Ella se queda mirándome, como midiendo si soy amenaza o salvación.
—Me llamo Lía —dice, rompiendo el silencio.
—Áxel —respondo, aunque ya sé que las Serpientes saben quién soy.
El viento trae olor a gasolina y fritanga de alguna esquina. Abajo, la ciudad late con sus propios tambores: bocinas, gritos, motos rugiendo.
Pero aquí arriba, el mundo se reduce a sus ojos y al metal frío del borde de la azotea.
—Tu ritmo… no es cualquier cosa —dice—. Tiene fuerza. Tiene calle.
—No toco para ti —le corto.
Ella sonríe, como si le gustara que la empujen.
—No tocas para mí… pero tu sonido va a llegar a todos. Y si sabes jugar bien, hasta puede cambiar cosas.
—¿Qué quieres decir? —pregunto, frunciendo el ceño.
—Que Los Cuervos no son los únicos que saben pelear con música.
La tensión sube. Me acerco un paso, lo suficiente para oler su perfume mezclado con humo de cigarro.
—Si viniste a reclutarme, perdiste el viaje.
Lía saca algo del bolsillo: una pequeña tarjeta negra, con una serpiente plateada dibujada a mano.
—Esto no es una invitación… es un aviso. Las calles van a arder, Áxel. Y cuando empiece, vas a tener que elegir de qué lado estás.
No digo nada. Solo agarro mis baquetas y golpeo los tarros, más fuerte, más rápido.
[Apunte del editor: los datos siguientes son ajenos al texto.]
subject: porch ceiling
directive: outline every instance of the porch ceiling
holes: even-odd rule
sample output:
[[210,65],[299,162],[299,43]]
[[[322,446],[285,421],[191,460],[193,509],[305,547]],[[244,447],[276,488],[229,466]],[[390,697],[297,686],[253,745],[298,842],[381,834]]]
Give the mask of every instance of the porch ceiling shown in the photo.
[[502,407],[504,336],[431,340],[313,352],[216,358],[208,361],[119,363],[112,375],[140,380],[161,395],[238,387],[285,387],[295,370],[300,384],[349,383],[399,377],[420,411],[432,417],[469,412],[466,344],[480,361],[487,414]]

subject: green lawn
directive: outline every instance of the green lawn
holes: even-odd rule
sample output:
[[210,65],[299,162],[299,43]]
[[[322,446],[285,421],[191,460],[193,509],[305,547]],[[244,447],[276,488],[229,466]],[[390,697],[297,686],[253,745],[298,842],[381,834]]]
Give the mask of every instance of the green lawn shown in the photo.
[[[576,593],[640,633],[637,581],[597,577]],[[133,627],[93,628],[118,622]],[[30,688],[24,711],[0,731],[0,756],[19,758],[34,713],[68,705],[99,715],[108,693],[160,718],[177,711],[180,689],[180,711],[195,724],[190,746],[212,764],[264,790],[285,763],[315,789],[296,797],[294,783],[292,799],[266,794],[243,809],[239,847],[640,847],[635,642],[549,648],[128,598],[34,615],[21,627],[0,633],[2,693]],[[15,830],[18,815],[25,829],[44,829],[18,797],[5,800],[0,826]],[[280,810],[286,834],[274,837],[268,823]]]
El eco se convierte en una advertencia, un rugido para toda la ciudad.
Ella se marcha sin mirar atrás, pero deja la tarjeta sobre el platillo oxidado.
La recojo, y noto que en el reverso hay una fecha.
Viernes. Medianoche.
No sé qué va a pasar ese día, pero algo me dice que mi vida no volverá a ser la misma.